Hafta sonu genel seçim var. Türkiye, tarihinin en ilginç seçimlerinden birisini yaşayacak.
Bu seçim, yalnızca partilerden birisinin seçilmesi veya koalisyon çıkması ya da benzeri sonuçlar yaratacak bir seçim değil. Duruma göre bir partinin tek başına Anayasa değiştirip değiştiremeyeceği, Türkiye’yi başkanlık sistemine götürüp götürmeyeceğinin de seçimi olacak. İşin bu yönünü hukukçulara, siyasal bilimcilere bırakalım ve biz seçim sonrasında görülebilecek çeşitli alternatiflere göre ekonomide ve piyasalarda ortaya çıkabilecek olası sonuçlar üzerinde duralım.
Önce anketlerden çıkan sonuçlara bakarak seçimden çıkabilecek başlıca alternatifleri özetleyelim:
(1) Adalet ve Kalkınma Partisinin tek başına Anayasayı değiştirecek ve Başkanlık sistemine geçebilecek sayıda milletvekili çıkarması (mevcut anketlere göre olasılık dışı görünüyor.)
(2) Adalet ve Kalkınma Partisinin tek başına iktidar olacak ve Anayasa değişikliği ve Başkanlık sistemini referanduma götürecek sayıda milletvekili çıkarması (HDP’nin barajın altında kalmasıyla mümkün olabilecek bu durum mevcut anketlere göre çok güçlü bir olasılık gibi görünmüyor.)
(3) Adalet ve Kalkınma Partisinin tek başına iktidar olması ve Başkanlık sistemini gündemden çıkararak Anayasa değişikliğini diğer partilerle uzlaşma yoluyla hayata geçirmesi (Mevcut anketlere göre olasılığı yüksek görünüyor.)

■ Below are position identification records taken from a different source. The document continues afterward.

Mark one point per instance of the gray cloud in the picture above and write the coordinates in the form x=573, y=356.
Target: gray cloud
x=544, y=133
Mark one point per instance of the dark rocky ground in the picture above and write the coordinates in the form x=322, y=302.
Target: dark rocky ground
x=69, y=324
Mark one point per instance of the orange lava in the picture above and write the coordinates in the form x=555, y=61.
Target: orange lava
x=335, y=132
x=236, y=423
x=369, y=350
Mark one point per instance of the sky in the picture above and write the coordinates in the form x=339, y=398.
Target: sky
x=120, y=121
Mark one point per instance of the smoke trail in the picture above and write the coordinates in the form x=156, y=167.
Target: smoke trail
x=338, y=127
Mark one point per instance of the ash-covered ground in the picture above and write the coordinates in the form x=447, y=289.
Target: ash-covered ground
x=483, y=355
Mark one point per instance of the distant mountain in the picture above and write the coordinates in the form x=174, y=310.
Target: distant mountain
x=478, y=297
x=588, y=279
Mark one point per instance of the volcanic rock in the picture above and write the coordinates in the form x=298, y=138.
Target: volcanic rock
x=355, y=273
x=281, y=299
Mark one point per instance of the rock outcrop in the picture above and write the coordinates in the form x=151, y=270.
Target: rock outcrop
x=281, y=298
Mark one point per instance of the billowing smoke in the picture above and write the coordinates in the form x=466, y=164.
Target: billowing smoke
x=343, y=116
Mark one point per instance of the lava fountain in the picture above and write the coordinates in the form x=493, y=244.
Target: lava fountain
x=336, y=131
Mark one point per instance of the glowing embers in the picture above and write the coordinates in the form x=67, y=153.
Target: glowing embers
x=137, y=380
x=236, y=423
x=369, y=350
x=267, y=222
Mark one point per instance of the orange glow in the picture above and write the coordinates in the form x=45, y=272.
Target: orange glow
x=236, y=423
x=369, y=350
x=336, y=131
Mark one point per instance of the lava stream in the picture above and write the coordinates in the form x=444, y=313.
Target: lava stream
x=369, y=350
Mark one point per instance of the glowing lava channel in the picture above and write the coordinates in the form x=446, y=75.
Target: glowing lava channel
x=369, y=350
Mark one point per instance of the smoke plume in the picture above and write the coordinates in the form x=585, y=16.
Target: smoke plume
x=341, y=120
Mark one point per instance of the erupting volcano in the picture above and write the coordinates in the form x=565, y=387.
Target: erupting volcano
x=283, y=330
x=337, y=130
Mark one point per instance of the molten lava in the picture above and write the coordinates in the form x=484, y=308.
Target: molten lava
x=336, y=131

(4) Hiçbir partinin tek başına hükümet kuracak sayıda milletvekili çıkaramaması ve Adalet ve Kalkınma Partisi tarafından koalisyon veya azınlık hükümeti kurulması (Mevcut anketlere göre olasılığı yüksek görünüyor. Ancak seçim kampanyalarındaki açıklamaları ciddiye alırsak Adalet ve Kalkınma Partisi ile koalisyon yapmayı isteyen parti olmadığı anlaşılıyor. Bu durumda Adalet ve Kalkınma Partisinin kuracağı bir azınlık hükümetiyle erken seçime gidilmesi olasılığı söz konusu olabilir.)